L’éducation musicale à l’école (1ère partie)

Plus qu’une nécessité !

L’éducation, en général, tend à promouvoir les valeurs dans lesquelles une nation se reconnaît, telles l’éducation pour la liberté, la démocratie, le respect des droits humains, le développement du sens moral et civique de l’enfant, etc. Elle vise à en faire des hommes et des femmes dévoués au bien commun, respectueux des lois et règles de la vie sociale, qui œuvrent à les améliorer dans le sens de la continuité, de la justice, de l’équité et du respect mutuel.

Dans un monde où les urgences vitales ne font qu’affirmer leur hégémonie sur l’essentiel, l’éducation (familiale et scolaire) subit les contrecoups pervers de cette monopolisation des énergies dues à l’encadrement efficient des enfants. Les finalités  de l’enseignement musical qui visent, entre autres, l’épanouissement et le développement personnel de l’apprenant, l’organisation de sa « sociabilité », par la confrontation et la solidarité avec l’autre dans un environnement de pratique musicale collective (le chant choral, le jeu orchestral), est un allié socio-éducatif de choix.

Quelles sont les finalités et les buts de l’éducation musicale ?

La pédagogie de l’éducation musicale  vise à favoriser « le développement de l’enfant dans toutes ses composantes, et à l’aider à se situer dans son environnement naturel ou culturel, proche ou lointain », selon Jean Duvillard.

 

Les principales  activités d’enseignement à l’école (primaire) sont le chant choral et la pratique orchestral et visent à accompagner l’élève dans une approche maitrisée de la pratique musicale, résolument inscrite dans une histoire et une géographie jalonnées de repères culturelles essentielles et des savoirs nécessaires. L’éducation musicale est une contribution originale et ludique à l’acquisition du socle commun de connaissances et de compétences (grâce à l’étude des œuvres qui dévoile ce qui fait l’histoire des hommes et des peuples et permet à l’élève de s’informer sur sa propre culture, mais aussi sur celle des autres) tant musicales que socio éducatives, socio culturelles, etc.
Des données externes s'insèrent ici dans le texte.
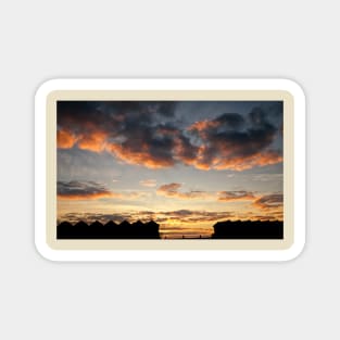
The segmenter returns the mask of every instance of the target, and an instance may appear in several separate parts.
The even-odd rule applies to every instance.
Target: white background
[[[337,1],[1,1],[1,339],[337,339]],[[307,240],[287,263],[52,263],[34,93],[55,77],[287,77],[307,97]]]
Elle pacifie l’apprenant avec lui-même et renforce le sentiment d’appartenance à une communauté de culture. Elle initie et ravive la solidarité tout en faisant prendre conscience  des exigences de respect d’autrui.

 

L’éducation musicale doit aider à développer la perception par l’écoute de la musique, adossée à une palette d’œuvres musicales variées et permettant de développer une perception critique de la musique

Elle doit enfin déboucher sur la pratique maîtrisée (production du son musical) qui identifie les qualités ou les défauts de la production musicale personnelle ou collective.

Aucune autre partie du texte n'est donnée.